Just my unrequested two cents,

Matt



-----Original Message-----
From: django-developers@googlegroups.com
[mailto:[EMAIL PROTECTED] On Behalf Of Marty Alchin
Sent: Thursday, October 04, 2007 2:27 PM
To: django-developers@googlegroups.com
Subject: Re: Still no favicon - Re: Visual recognition of Django website


I'll preface my thoughts with the disclaimer that I have authority here,
I'm just somebody who's been watching this discussion.

First, this isn't a bug in any sense of the word. It has nothing to do
with any breakage of code. It's a feature request. Let's just get that
straight. Feature requests should always get lower priority, plain and
simple.

While I can appreciate the desire of some to have a favicon, and I can
also understand the frustration at not hearing much from those in
charge, but there seems to be some confusion as to how things work here.
Yes, there has been discussion, and yes, there has been general
agreement on it, among those who want to see it happen (which actually
surprises me). However, a lack of negative response does not
automatically imply approval by anyone, especially not those in charge.

So the logic of "we think it's great and nobody disagreed, so it should
be applied immediately" is completely false. If that was the way it
worked for other tickets, I'd have nightmares about it myself, and I'm
not even a core developer. The general rule of thumb, as far I as I
understand it, is that the burden of proof is on those in support of the
ticket. Sure, you might have a lot of support, but if that support isn't
greater than the reluctance to implement it, it won't get done. No
amount of silence from one party will change that. If the core devs
aren't convinced (and they'll tell you when they are), it won't happen.

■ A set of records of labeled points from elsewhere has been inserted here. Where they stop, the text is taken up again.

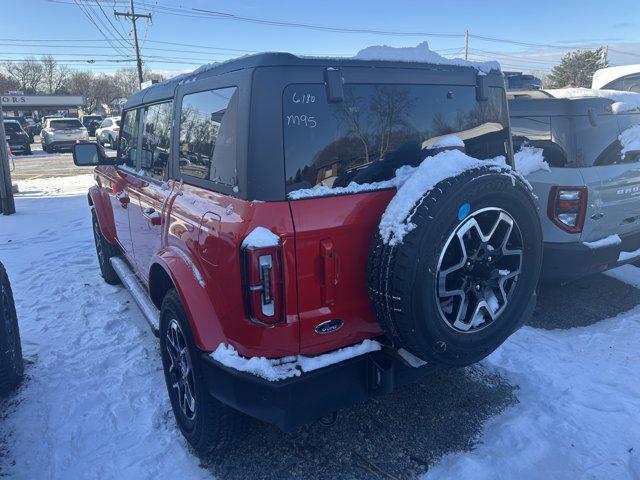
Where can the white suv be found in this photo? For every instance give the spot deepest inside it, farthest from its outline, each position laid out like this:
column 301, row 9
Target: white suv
column 62, row 133
column 107, row 132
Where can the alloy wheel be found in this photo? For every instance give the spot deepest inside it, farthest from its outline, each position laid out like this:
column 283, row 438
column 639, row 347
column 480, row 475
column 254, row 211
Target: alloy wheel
column 478, row 270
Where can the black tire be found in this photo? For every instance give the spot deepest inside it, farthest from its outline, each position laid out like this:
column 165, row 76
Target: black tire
column 105, row 252
column 402, row 277
column 211, row 424
column 11, row 364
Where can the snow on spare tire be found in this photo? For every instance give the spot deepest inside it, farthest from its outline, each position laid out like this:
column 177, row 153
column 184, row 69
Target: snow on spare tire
column 455, row 262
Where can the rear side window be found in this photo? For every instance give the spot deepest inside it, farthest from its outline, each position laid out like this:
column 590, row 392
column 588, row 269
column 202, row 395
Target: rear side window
column 156, row 140
column 380, row 128
column 536, row 132
column 128, row 145
column 208, row 122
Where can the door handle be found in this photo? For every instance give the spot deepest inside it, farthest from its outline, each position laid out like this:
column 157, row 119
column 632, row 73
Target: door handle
column 328, row 272
column 123, row 198
column 150, row 214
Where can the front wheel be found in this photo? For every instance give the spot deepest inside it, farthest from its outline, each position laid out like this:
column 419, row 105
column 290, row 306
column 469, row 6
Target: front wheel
column 205, row 422
column 11, row 365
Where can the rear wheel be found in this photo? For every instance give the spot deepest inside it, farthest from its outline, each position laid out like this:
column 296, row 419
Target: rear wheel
column 105, row 252
column 465, row 277
column 205, row 422
column 11, row 365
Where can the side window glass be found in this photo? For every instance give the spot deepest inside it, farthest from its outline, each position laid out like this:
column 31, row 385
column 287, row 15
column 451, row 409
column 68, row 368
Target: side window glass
column 156, row 140
column 208, row 135
column 128, row 145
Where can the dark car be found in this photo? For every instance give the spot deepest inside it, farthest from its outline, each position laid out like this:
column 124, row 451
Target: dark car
column 11, row 365
column 17, row 139
column 248, row 197
column 91, row 122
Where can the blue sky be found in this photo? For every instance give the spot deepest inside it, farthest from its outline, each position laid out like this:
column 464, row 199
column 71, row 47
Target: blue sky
column 555, row 23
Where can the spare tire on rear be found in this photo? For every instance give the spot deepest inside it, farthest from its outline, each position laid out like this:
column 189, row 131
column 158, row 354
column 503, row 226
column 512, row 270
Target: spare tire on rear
column 464, row 276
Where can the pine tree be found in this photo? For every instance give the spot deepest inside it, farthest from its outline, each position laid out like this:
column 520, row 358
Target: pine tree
column 577, row 68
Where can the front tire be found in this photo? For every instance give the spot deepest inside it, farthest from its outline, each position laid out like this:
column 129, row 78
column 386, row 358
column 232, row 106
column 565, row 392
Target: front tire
column 206, row 423
column 105, row 252
column 11, row 364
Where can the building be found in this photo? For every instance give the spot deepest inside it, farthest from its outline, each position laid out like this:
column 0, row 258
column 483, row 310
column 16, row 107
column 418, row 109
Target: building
column 625, row 77
column 16, row 104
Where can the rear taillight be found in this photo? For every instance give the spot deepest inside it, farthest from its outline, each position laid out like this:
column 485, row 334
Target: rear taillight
column 263, row 284
column 567, row 207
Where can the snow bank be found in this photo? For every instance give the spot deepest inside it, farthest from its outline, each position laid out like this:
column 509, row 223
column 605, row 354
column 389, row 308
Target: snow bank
column 630, row 140
column 274, row 369
column 530, row 159
column 94, row 403
column 623, row 101
column 609, row 241
column 396, row 220
column 420, row 53
column 260, row 237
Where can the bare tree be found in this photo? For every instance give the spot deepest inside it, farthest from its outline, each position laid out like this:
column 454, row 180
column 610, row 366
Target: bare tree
column 28, row 74
column 54, row 75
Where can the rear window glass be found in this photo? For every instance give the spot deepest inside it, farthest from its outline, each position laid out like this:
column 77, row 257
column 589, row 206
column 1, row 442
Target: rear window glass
column 156, row 140
column 64, row 124
column 128, row 144
column 380, row 128
column 208, row 122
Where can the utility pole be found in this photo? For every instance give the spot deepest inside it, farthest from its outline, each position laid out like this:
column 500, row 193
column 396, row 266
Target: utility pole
column 134, row 16
column 7, row 205
column 466, row 44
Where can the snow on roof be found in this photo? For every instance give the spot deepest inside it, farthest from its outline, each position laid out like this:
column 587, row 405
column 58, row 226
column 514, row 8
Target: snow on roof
column 623, row 101
column 420, row 53
column 604, row 76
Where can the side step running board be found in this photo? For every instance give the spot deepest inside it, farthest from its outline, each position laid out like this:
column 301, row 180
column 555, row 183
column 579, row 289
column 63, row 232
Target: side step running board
column 138, row 292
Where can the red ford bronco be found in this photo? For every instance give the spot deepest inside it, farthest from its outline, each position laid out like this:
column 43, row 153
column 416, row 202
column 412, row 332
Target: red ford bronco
column 243, row 213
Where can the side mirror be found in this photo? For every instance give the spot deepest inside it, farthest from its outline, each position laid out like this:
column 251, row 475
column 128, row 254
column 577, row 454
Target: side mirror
column 89, row 154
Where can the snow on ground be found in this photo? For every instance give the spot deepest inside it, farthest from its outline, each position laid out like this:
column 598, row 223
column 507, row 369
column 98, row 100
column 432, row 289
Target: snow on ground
column 94, row 405
column 579, row 398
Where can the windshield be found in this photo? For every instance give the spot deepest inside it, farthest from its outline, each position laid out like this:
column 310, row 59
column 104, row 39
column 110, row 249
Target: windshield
column 64, row 124
column 380, row 128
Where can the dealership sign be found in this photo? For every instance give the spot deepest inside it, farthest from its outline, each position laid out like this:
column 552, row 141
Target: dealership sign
column 42, row 100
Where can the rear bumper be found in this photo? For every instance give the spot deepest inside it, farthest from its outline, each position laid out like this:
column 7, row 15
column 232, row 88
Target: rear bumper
column 296, row 401
column 563, row 262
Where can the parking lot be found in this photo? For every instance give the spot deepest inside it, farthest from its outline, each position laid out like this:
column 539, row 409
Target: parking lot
column 42, row 165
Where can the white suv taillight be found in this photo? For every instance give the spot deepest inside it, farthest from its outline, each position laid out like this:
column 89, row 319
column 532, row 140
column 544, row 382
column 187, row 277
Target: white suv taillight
column 567, row 207
column 263, row 284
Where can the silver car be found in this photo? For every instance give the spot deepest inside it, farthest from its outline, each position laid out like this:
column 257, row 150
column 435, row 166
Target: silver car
column 590, row 197
column 62, row 133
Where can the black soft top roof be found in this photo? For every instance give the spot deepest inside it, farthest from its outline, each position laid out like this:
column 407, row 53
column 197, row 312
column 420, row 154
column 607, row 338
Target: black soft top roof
column 540, row 103
column 167, row 88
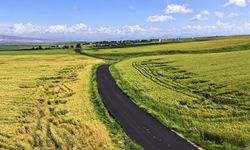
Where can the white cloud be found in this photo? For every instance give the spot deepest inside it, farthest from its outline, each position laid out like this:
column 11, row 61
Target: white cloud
column 160, row 18
column 205, row 12
column 232, row 15
column 131, row 7
column 199, row 17
column 175, row 9
column 219, row 14
column 238, row 3
column 130, row 29
column 21, row 28
column 64, row 29
column 202, row 16
column 75, row 8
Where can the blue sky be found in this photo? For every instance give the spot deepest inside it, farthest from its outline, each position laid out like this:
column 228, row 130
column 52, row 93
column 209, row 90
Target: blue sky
column 120, row 19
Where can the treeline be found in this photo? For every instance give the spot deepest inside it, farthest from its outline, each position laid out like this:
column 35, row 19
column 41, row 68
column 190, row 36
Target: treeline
column 58, row 46
column 124, row 43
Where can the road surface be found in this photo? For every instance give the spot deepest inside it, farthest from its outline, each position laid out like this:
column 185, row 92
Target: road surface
column 137, row 124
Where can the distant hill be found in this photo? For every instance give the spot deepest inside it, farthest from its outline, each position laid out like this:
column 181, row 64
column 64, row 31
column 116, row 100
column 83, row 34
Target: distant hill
column 13, row 40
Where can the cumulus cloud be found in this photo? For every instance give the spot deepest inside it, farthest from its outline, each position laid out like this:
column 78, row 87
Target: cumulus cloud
column 202, row 16
column 232, row 15
column 77, row 29
column 238, row 3
column 219, row 14
column 64, row 29
column 160, row 18
column 177, row 9
column 21, row 28
column 131, row 7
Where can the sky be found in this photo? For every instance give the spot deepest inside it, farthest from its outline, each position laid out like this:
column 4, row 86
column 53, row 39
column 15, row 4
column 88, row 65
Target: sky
column 120, row 19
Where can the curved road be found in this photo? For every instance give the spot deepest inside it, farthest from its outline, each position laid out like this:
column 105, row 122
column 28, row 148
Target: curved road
column 138, row 125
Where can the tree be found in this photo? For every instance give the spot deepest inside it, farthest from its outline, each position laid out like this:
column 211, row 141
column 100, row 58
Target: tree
column 78, row 46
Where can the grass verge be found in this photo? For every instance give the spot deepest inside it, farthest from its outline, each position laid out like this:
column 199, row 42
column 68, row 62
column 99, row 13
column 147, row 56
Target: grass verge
column 119, row 138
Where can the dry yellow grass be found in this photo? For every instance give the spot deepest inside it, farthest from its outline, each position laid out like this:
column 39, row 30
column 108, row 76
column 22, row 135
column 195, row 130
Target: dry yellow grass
column 45, row 104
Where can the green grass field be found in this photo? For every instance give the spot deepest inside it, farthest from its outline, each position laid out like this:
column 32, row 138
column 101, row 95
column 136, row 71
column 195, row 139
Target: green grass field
column 205, row 97
column 47, row 103
column 200, row 45
column 201, row 89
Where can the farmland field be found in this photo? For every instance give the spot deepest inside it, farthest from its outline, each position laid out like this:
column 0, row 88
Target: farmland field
column 45, row 103
column 210, row 45
column 205, row 97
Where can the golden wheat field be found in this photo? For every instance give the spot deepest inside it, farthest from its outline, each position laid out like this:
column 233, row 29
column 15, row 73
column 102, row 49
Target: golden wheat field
column 45, row 104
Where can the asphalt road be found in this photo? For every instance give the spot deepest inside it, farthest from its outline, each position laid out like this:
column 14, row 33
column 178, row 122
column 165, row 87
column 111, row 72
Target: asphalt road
column 137, row 124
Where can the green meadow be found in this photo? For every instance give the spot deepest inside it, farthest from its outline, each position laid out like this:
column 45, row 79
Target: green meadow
column 199, row 88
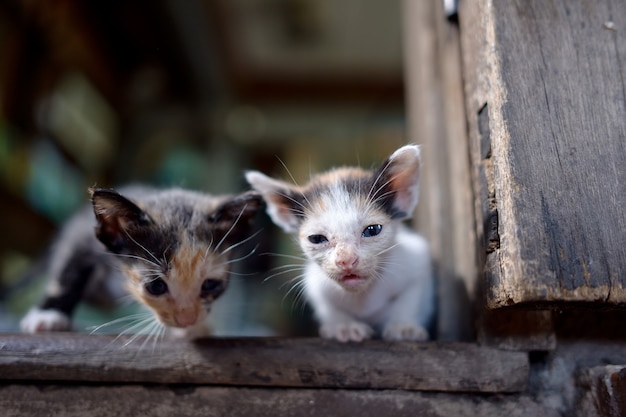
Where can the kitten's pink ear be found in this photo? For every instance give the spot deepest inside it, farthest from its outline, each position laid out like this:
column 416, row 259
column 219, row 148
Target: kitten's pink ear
column 399, row 177
column 280, row 200
column 117, row 217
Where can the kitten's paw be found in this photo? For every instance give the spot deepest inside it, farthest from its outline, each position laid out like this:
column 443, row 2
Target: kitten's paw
column 346, row 332
column 405, row 331
column 37, row 321
column 189, row 333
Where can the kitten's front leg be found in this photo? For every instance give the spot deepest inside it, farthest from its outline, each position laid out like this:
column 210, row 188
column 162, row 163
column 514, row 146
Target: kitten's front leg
column 38, row 320
column 335, row 324
column 349, row 331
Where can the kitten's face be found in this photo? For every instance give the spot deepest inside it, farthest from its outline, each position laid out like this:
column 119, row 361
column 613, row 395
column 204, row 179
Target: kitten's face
column 346, row 219
column 174, row 247
column 344, row 231
column 180, row 289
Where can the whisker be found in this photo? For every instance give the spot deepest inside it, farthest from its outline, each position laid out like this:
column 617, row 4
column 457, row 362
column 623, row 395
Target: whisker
column 232, row 227
column 236, row 245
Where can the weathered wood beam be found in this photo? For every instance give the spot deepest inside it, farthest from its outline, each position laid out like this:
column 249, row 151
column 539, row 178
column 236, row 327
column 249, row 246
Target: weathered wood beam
column 136, row 400
column 263, row 362
column 546, row 106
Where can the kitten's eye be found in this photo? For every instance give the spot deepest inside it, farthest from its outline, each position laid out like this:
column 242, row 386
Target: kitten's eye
column 317, row 239
column 156, row 287
column 372, row 230
column 211, row 287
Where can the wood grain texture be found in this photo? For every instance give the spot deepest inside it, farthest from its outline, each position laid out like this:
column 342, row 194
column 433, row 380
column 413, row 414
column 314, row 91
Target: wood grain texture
column 264, row 362
column 552, row 76
column 164, row 401
column 605, row 391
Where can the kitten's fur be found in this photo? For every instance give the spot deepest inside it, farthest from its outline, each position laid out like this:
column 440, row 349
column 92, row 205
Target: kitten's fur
column 172, row 248
column 366, row 272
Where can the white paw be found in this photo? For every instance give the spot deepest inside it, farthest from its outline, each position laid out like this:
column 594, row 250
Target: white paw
column 346, row 332
column 198, row 331
column 405, row 331
column 45, row 321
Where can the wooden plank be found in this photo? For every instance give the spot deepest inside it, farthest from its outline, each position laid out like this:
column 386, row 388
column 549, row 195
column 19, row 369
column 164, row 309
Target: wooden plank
column 264, row 362
column 133, row 400
column 606, row 391
column 436, row 116
column 550, row 74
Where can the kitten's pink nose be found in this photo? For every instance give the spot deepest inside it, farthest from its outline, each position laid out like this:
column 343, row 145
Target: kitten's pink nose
column 185, row 318
column 346, row 260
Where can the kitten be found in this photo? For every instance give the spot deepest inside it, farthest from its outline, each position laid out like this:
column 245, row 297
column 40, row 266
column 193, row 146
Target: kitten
column 366, row 272
column 170, row 249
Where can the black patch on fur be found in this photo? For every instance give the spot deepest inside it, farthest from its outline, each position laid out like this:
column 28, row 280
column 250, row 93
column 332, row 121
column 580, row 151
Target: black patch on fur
column 72, row 282
column 232, row 220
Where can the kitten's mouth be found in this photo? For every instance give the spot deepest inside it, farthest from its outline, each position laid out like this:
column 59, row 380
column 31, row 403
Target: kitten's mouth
column 352, row 281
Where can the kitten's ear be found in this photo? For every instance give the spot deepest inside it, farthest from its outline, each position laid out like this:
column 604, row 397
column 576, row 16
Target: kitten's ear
column 281, row 199
column 236, row 214
column 398, row 178
column 117, row 218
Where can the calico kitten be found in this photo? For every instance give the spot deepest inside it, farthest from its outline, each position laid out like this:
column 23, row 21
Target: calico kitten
column 366, row 272
column 170, row 249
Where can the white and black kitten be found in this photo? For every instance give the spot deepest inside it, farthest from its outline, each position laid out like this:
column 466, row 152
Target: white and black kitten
column 170, row 249
column 366, row 273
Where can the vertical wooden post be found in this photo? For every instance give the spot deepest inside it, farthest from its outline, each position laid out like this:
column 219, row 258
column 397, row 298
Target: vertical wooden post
column 437, row 121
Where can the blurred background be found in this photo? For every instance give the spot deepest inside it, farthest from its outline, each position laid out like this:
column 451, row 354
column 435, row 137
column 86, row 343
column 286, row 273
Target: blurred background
column 188, row 93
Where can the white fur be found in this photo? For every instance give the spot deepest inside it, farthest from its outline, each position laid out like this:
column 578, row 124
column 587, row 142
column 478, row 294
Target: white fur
column 44, row 320
column 399, row 303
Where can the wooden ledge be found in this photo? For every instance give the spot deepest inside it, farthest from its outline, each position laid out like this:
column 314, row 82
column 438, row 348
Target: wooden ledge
column 263, row 362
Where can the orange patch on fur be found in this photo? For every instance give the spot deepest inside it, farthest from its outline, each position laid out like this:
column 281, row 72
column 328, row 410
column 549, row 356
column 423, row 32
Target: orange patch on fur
column 186, row 264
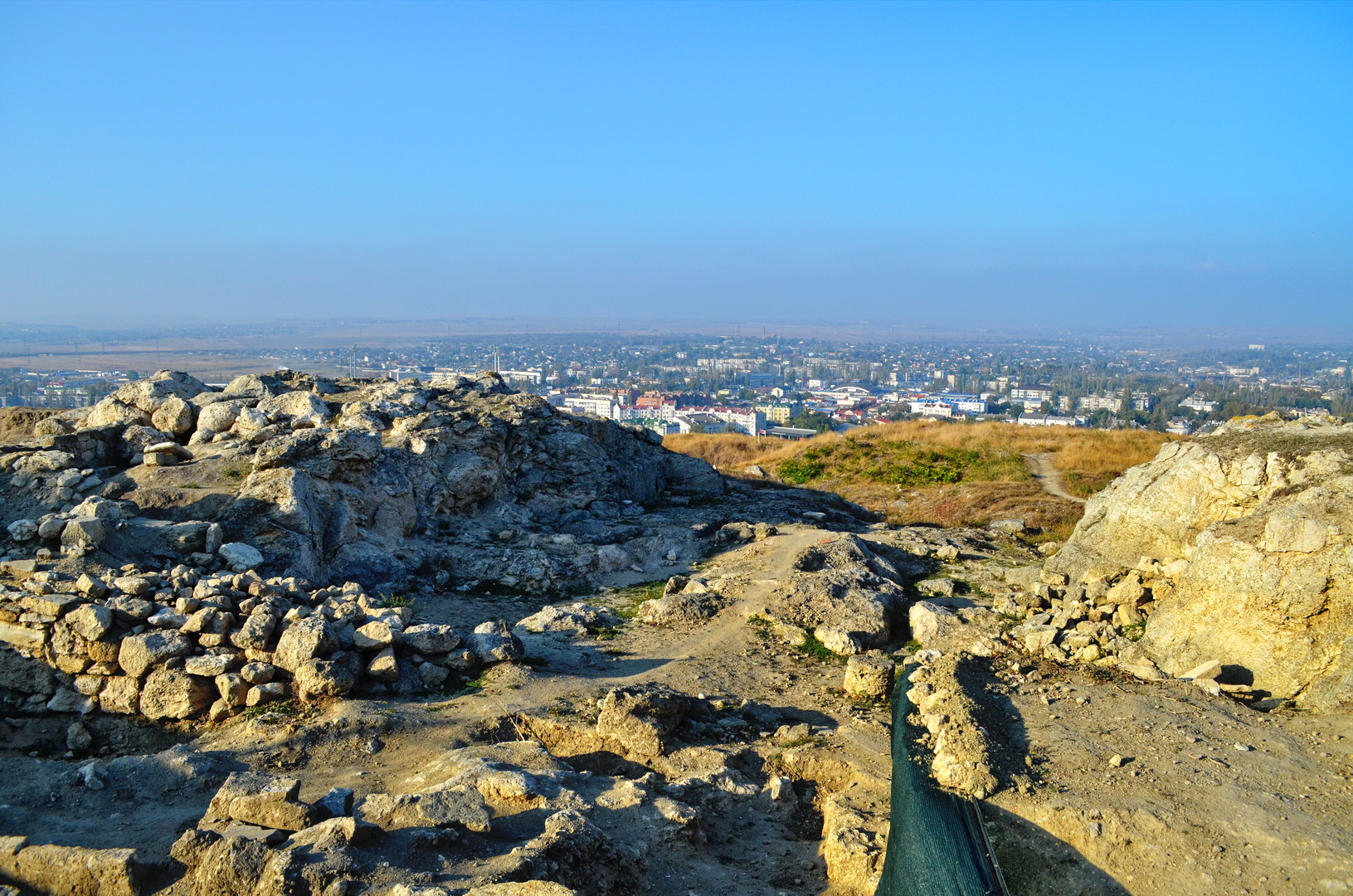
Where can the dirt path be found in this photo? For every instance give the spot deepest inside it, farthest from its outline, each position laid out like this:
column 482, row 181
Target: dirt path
column 1049, row 477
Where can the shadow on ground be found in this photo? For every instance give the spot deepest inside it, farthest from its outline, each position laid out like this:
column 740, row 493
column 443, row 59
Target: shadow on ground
column 1038, row 864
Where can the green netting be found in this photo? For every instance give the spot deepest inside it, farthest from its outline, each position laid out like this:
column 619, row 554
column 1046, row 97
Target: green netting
column 937, row 845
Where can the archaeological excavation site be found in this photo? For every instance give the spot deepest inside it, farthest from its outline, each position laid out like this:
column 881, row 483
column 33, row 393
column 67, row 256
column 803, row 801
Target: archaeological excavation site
column 326, row 636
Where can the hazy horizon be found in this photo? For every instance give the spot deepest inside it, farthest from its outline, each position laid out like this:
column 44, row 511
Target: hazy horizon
column 986, row 165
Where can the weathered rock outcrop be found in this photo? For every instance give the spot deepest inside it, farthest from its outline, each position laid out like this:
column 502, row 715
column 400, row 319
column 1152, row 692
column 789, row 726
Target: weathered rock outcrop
column 1243, row 546
column 359, row 480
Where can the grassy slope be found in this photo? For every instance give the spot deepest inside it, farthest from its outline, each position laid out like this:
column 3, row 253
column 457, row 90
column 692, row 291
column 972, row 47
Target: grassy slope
column 950, row 474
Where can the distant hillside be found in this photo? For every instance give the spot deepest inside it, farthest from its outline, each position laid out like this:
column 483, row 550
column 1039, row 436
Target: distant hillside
column 950, row 474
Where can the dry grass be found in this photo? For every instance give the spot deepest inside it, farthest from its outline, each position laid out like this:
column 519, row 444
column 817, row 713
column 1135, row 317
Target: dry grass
column 938, row 473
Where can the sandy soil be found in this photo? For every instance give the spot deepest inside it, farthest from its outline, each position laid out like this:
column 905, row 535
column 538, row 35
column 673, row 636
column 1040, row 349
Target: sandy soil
column 1188, row 811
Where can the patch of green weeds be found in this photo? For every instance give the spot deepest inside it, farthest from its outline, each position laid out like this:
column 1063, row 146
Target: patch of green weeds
column 630, row 596
column 279, row 707
column 817, row 650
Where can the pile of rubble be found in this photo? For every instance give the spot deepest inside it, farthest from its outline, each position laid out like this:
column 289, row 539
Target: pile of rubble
column 184, row 643
column 340, row 480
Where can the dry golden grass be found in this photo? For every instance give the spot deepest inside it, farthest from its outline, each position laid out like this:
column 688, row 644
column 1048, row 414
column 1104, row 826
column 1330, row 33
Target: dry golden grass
column 885, row 467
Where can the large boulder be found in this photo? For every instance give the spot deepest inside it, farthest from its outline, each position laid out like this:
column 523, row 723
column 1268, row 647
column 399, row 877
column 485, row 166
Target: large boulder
column 139, row 653
column 1241, row 543
column 71, row 870
column 304, row 639
column 641, row 718
column 175, row 694
column 264, row 800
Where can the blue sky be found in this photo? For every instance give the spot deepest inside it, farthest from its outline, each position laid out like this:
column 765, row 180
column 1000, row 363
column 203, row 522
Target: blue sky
column 1080, row 164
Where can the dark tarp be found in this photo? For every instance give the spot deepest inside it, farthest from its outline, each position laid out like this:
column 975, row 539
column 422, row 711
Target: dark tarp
column 937, row 845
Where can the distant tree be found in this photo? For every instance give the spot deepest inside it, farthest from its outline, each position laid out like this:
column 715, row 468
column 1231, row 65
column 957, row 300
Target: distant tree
column 812, row 420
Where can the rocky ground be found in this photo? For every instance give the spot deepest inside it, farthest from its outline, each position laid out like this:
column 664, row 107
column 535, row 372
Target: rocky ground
column 707, row 711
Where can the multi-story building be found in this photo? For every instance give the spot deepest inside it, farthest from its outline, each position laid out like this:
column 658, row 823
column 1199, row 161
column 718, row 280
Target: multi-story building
column 1033, row 392
column 780, row 411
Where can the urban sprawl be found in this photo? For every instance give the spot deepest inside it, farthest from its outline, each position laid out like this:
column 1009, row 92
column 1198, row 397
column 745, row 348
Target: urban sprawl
column 795, row 389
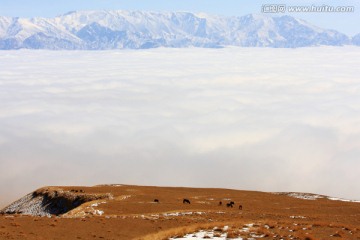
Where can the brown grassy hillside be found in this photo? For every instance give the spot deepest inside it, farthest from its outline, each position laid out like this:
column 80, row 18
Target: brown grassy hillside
column 129, row 212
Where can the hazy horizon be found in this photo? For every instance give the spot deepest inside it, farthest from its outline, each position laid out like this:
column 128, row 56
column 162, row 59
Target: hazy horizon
column 340, row 21
column 244, row 118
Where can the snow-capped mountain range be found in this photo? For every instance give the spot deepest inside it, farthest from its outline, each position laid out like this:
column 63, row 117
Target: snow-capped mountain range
column 98, row 30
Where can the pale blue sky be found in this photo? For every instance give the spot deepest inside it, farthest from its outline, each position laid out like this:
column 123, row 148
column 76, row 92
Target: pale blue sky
column 347, row 23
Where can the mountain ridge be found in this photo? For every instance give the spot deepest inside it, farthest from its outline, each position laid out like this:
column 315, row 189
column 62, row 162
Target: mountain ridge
column 120, row 29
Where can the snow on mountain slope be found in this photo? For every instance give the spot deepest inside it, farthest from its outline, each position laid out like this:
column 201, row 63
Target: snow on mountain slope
column 140, row 29
column 356, row 39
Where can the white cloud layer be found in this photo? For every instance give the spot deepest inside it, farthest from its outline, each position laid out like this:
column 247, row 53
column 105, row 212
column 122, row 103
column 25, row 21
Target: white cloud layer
column 244, row 118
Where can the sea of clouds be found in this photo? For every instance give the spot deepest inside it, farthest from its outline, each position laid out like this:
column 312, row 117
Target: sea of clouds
column 244, row 118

Also, allow me to try to explain why it's rude to bring things like this
up in this manner. Take a look at how many times the core developers
respond to emails on django-developers on an average day. I don't have
numbers off-hand, but I typically see about 5-10 emails per day from
each of Malcolm, Russell and Jacob, and there are others who are active
as well. What this means is that they do in fact check their email. If
they send an email before yours and another after it, the odds are
astronomically high that they read your email along the way. Replying
about it every few days just comes across as a child tugging on her
parents' pant legs to get an ice cream cone. Add to that the language
like "why hasn't anything happened yet?" and that child is now saying
"BUT BUT BUT I WANT IT!!!!!1".

Now, I'm not saying any of you are children, nor saying that you act
like children. But you have to realize that things like this have the
same effect on people as the child I described. These people have a lot
to deal with, and every time they have to stop and read yet another
email complaining about the lack of a favicon, they lose time, they lose
patience, and they lose the momentum they had on their other endeavors.

I don't mean to speak for anyone but myself, but I'm playing the odds
when I say: they're listening, and they heard you.

-Gul

P.S. I apologize in advance if this offends anyone.